Re: fsync() errors is unsafe and risks data loss

Matthew Wilcox <willy@xxxxxxxxxxxxx> · Wed, 18 Apr 2018 17:40:37 -0700

On Thu, Apr 19, 2018 at 10:13:43AM +1000, Dave Chinner wrote:
> On Fri, Apr 13, 2018 at 07:38:14PM -0700, Matthew Wilcox wrote:
> > On Sat, Apr 14, 2018 at 11:47:52AM +1000, Dave Chinner wrote:
> > > On Fri, Apr 13, 2018 at 07:02:32AM -0700, Matthew Wilcox wrote:
> > > > 1. If we get an error while wbc->for_background is true, we should not clear
> > > >    uptodate on the page, rather SetPageError and SetPageDirty.
> > > 
> > > So you're saying we should treat it as a transient error rather than
> > > a permanent error.
> > 
> > Yes, I'm proposing leaving the data in memory in case the user wants to
> > try writing it somewhere else.
> 
> And if it's getting IO errors because of USB stick pull? What
> then?

I've been thinking about this.  Ideally we want to pass some kind of
notification all the way up to the desktop and tell the user to plug the
damn stick back in.  Then have the USB stick become the same blockdev
that it used to be, and complete the writeback.  We are so far from
being able to do that right now that it's not even funny.

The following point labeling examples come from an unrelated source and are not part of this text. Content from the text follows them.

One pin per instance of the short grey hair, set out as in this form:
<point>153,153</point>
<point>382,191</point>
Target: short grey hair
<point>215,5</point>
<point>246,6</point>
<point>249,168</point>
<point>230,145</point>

> > > > 2. Background writebacks should skip pages which are PageError.
> > > 
> > > That seems decidedly dodgy in the case where there is a transient
> > > error - it requires a user to specifically run sync to get the data
> > > to disk after the transient error has occurred. Say they don't
> > > notice the problem because it's fleeting and doesn't cause any
> > > obvious problems?
> > 
> > That's fair.  What I want to avoid is triggering the same error every
> > 30 seconds (or whatever the periodic writeback threshold is set to).
> 
> So if kernel ring buffer overflows and so users miss the first error
> report, they'll have no idea that the data writeback is still
> failing?

I wasn't thinking about kernel ringbuffer based reporting; I was thinking
about errseq_t based reporting, so the application can tell the fsync
failed and maybe does something application-level to recover like send
the transactions across to another node in the cluster (or whatever this
hypothetical application is).

> > > > 3. for_sync writebacks should attempt one last write.  Maybe it'll
> > > >    succeed this time.  If it does, just ClearPageError.  If not, we have
> > > >    somebody to report this writeback error to, and ClearPageUptodate.
> > > 
> > > Which may well be unmount. Are we really going to wait until unmount
> > > to report fatal errors?
> > 
> > Goodness, no.  The errors would be immediately reportable using the wb_err
> > mechanism, as soon as the first error was encountered.
> 
> But if there are no open files when the error occurs, that error
> won't get reported to anyone. Which means the next time anyone
> accesses that inode from a user context could very well be unmount
> or a third party sync/syncfs()....

Right.  But then that's on the application.